The ECB has always said it couldn’t fix the eurozone on its own – the difference now it that investors have finally decided to believe it.
There is now so much pessimism around, there is scope for a change in sentiment around the turn of the year as the weakening of the Euro starts to feed through to corporate earnings and the review of European bank balance sheets lifts the question mark hanging over the financial system – but governments need to do their bit to make that happen.
There is not much sign of that as long as Germany, France and Italy are bickering about their budget plans.
On the investment environment
Diversification as probably never been more important for investors, as we move into what may well turn out to be a volatile time in global markets. Higher interest rates have not stood in the way of rising equity markets in the past. But nor have interest rates been so low, for long. No-one knows exactly how the next year will play out for investors, but the best response for investors is much more tried and tested – a well diversified portfolio.
The main developed markets are no longer cheap but they look reasonably priced to us, particularly when compared with core fixed income assets. In the US, we see diminishing scope for multiple expansion or rising profit margins to contribute to investor returns in the next year or two, but growth in corporate earnings should continue to deliver moderate returns.
On the search for income
Diversification is a also a key theme for investors in the search for income, because the search is not getting any easier. With dividend yields in major equity markets still at attractive levels, sourcing income through equities is a way to enhance and smooth returns in this low yield environment.

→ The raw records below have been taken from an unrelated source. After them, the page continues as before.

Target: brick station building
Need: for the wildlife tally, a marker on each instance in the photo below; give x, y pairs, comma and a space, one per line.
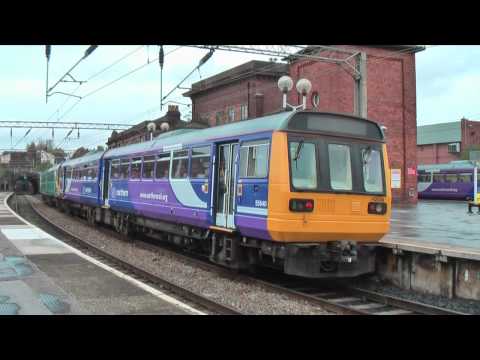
442, 143
386, 94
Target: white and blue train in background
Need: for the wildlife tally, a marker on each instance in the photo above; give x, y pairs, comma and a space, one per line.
452, 181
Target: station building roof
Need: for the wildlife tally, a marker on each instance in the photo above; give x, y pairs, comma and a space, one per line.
439, 133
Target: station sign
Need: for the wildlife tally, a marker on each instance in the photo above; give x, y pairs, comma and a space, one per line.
396, 176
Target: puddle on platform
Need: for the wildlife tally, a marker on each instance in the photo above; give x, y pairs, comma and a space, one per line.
54, 303
14, 266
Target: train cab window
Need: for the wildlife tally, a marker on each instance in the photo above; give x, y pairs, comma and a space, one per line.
438, 177
254, 159
451, 178
135, 169
115, 169
163, 166
200, 162
124, 165
148, 165
180, 164
340, 167
372, 170
303, 165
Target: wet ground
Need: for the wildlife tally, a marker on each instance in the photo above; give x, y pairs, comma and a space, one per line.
445, 222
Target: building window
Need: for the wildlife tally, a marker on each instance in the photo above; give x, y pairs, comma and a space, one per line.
243, 112
219, 118
315, 99
454, 148
205, 118
231, 114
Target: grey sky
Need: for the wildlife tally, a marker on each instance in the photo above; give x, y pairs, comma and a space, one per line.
448, 84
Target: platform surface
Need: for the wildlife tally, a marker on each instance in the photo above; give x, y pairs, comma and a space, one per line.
437, 225
41, 275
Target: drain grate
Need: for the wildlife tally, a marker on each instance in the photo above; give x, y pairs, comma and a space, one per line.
54, 303
8, 308
13, 266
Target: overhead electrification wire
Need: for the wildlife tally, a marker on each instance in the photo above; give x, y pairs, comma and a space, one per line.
125, 75
57, 111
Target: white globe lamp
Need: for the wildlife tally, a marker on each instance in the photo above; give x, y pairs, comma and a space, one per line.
303, 87
285, 84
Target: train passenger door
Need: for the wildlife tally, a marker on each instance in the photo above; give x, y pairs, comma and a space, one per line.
225, 184
106, 181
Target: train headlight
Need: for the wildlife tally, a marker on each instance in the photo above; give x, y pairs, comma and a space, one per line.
377, 208
301, 205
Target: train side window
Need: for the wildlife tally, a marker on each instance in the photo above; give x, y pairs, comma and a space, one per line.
94, 173
465, 178
124, 165
254, 159
340, 167
163, 166
438, 178
135, 169
451, 178
148, 165
303, 165
115, 169
90, 174
180, 164
200, 163
424, 177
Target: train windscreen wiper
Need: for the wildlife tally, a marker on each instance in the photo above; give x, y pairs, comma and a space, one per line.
297, 153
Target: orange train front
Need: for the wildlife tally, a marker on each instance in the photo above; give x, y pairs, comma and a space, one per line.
329, 197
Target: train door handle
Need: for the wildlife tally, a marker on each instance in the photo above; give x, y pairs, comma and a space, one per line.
239, 189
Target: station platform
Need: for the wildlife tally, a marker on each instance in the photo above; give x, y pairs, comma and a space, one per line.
439, 227
41, 275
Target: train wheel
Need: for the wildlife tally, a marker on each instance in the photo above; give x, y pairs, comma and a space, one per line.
91, 216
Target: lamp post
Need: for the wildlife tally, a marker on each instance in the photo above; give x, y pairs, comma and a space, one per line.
303, 86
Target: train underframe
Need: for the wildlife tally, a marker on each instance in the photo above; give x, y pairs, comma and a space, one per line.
334, 259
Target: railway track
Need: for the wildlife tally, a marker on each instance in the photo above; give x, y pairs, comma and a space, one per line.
26, 207
332, 296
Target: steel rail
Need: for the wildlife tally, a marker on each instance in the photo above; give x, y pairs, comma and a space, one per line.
145, 275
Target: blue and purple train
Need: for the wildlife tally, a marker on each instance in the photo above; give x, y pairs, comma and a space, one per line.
452, 181
304, 192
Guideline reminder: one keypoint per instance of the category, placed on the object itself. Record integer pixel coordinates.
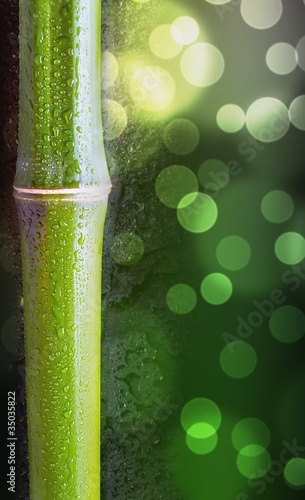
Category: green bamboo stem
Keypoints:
(61, 189)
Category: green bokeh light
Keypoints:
(290, 248)
(297, 112)
(181, 136)
(213, 174)
(230, 118)
(294, 473)
(201, 438)
(200, 410)
(162, 43)
(249, 431)
(282, 58)
(277, 206)
(198, 214)
(287, 324)
(202, 64)
(238, 359)
(175, 182)
(181, 299)
(216, 288)
(233, 253)
(260, 14)
(267, 119)
(253, 461)
(127, 249)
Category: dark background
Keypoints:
(154, 361)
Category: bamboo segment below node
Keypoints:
(61, 190)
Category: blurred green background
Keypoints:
(203, 282)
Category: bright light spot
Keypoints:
(202, 65)
(181, 299)
(110, 69)
(301, 53)
(297, 112)
(216, 288)
(152, 88)
(287, 324)
(238, 359)
(185, 30)
(230, 118)
(282, 58)
(213, 174)
(162, 44)
(277, 206)
(198, 214)
(181, 136)
(267, 119)
(290, 248)
(261, 14)
(175, 182)
(114, 119)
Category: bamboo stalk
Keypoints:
(61, 189)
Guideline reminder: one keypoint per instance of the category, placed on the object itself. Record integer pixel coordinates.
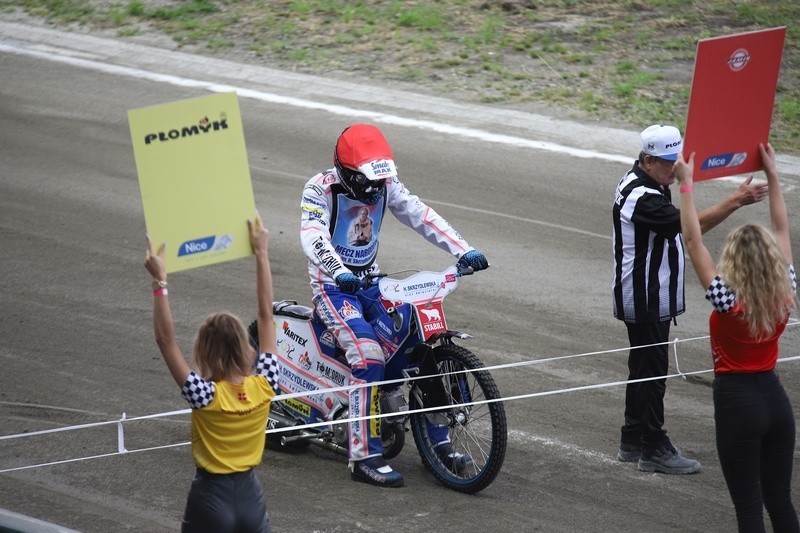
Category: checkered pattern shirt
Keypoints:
(200, 392)
(723, 299)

Indeed, in the UK, it is striking that the benchmark corporate bond yield is now extremely close to the dividend yield for the FTSE 100. However, investors should be mindful of valuations, as some high-yielding sectors and stocks have become stretched. This is another area where valuations in Emerging Markets look more compelling.
On asset allocation
The bottom line is that this is still a world that rewards risk takers: an overweight in equities and other risk assets makes sense as long as all of the main central banks are looking for more growth and higher inflation than the world economy seems able to deliver.
On the dollar
Every conversation I have had with senior fund managers and economists over the past few days has been dominated by talk of the strong dollar. The US is becoming more self-sufficient on the trade front at a very inconvenient time for the rest of the world.
With so many countries looking abroad for demand to drive their recoveries, it’s hard to avoid the conclusion that the dollar is going to keep going up against most major currencies. Periods of dollar strength have often been bumpy ones in international markets.